Blessed with one of the greatest fastballs in history and Cal Ripken Jr.-like durability for a pitcher, Nolan Ryan terrorized hitters for the better part of 27 years, retiring as the career leader in strikeouts (5714), fifth in innings pitched (5386), and tied for 14th in wins (324).
Ryan's competitiveness, intertwined with a well-known mean streak, became legendary, almost mythical, just like his ability to miss bats. Mike Hargrove, nicknamed the Human Rain Delay for the amount of time he spent getting ready between pitches, once tried to catch the defense sleeping by laying down a bunt against Ryan. It failed. And the next several pitches were of the high-and-tight variety, sending the lefty diving for safety. Finally, it clicked for Hargrove, who joked about yelling out toward the mound, "I'll never bunt again!"
But what if Ryan came up in today's baseball, a game of specialized bullpen roles with a high importance placed on closers? Would Ryan, who was plagued with control problems throughout the majority of his career, have been pushed into one of those one-inning roles long before he became a dominant starting pitcher?
Drafted in the 12th round by the Mets out of Alvin, Texas, in 1965, Ryan spent parts of three seasons developing in the minors. And while strikeout totals during this time are incomplete, one thing is certain: The man who would later earn the moniker The Ryan Express walked a lot of guys -- almost everyone, really.
In 291 innings split between rookie ball, Class A and Double-A, he offered up 200 free passes. Or 6.2 walks every nine innings. And his four-plus seasons with the Mets produced similar results.
Through the age of 24, Ryan tossed 510 innings, while striking out 493 (8.7 K/9) and walking a whopping 344 (6.1 BB/9). Forget command; it didn't exist. And his control was so poor that it regressed during each of his four seasons, going from 5.0 BB/9 to 5.3 to 6.6 to what would be a career high 6.9 in 1971, when he walked 116 batters in 152 innings.
Just to put that into context: the NL average during those years was 3.18 BB/9.
Faced with a situation in today’s era -- a 24-year-old flame-throwing hurler who's averaged 6.1 walks per nine innings through his entire career, spanning parts of seven professional seasons -- how many of the 30 clubs would continue to stick with him as a starting pitcher?
Add in the fact that sometime early in 1967 season, Ryan suffered an arm injury, one that led the Mets' team doctor to recommend surgery (he eventually rehabbed it by himself).

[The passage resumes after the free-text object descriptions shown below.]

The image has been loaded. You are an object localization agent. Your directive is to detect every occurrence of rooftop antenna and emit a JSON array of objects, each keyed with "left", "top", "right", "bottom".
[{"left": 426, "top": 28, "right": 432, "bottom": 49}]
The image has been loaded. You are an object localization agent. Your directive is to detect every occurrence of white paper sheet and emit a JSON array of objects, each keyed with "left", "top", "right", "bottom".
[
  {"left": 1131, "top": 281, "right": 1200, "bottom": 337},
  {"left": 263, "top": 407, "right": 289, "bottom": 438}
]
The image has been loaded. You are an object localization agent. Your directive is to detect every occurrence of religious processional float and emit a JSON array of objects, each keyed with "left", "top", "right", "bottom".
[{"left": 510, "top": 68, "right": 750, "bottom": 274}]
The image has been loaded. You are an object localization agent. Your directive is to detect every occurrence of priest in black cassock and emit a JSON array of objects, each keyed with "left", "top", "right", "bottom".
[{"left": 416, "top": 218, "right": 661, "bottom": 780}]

Given that state, Ryan, the dominant starting pitcher, probably wouldn't exist in 2013.
Power arms plagued by ungodly control issues and a past arm injury don't occupy too many rotation spots in today’s game, not with the premium placed on back-end relievers. It just wasn't the case in the early '70s. Some teams -- including the Cincinnati Reds -- opt to keep potentially dominant pitchers in the bullpen as opposed to maximizing their potential value in the rotation.
But Aroldis Chapman is hardly the exception. Detroit moved a then 21-year-old Joel Zumaya, who averaged 11.8 punchouts and 4.5 walks per nine innings in 151.1 innings in the upper minors in 2005, to the bullpen the following year. Former big leaguer Bobby Jenks, a four-time member of Baseball America's top prospect lists, routinely put up huge strikeout and walk totals as a minor league starter before his conversion to the bullpen. And in 88 minor league appearances, 80 of which were starts, three-time All-Star closer Rob Nenn averaged 6.0 BB/9.
So would Ryan have become a modern-day reliever? Or would his incredible ability to maintain velocity deep into games be enough to keep scouts and front office personnel from moving him to a one-inning role?
The Mets, of course, famously gave up on Ryan, trading him to the Angels for veteran shortstop Jim Fregosi after that '71 season. It speaks to Ryan's incredible talent that he turned into a Hall of Famer. But it also speaks of the way teams handle pitchers. Instead of trading him, maybe the 2013 Mets would just put him in the bullpen.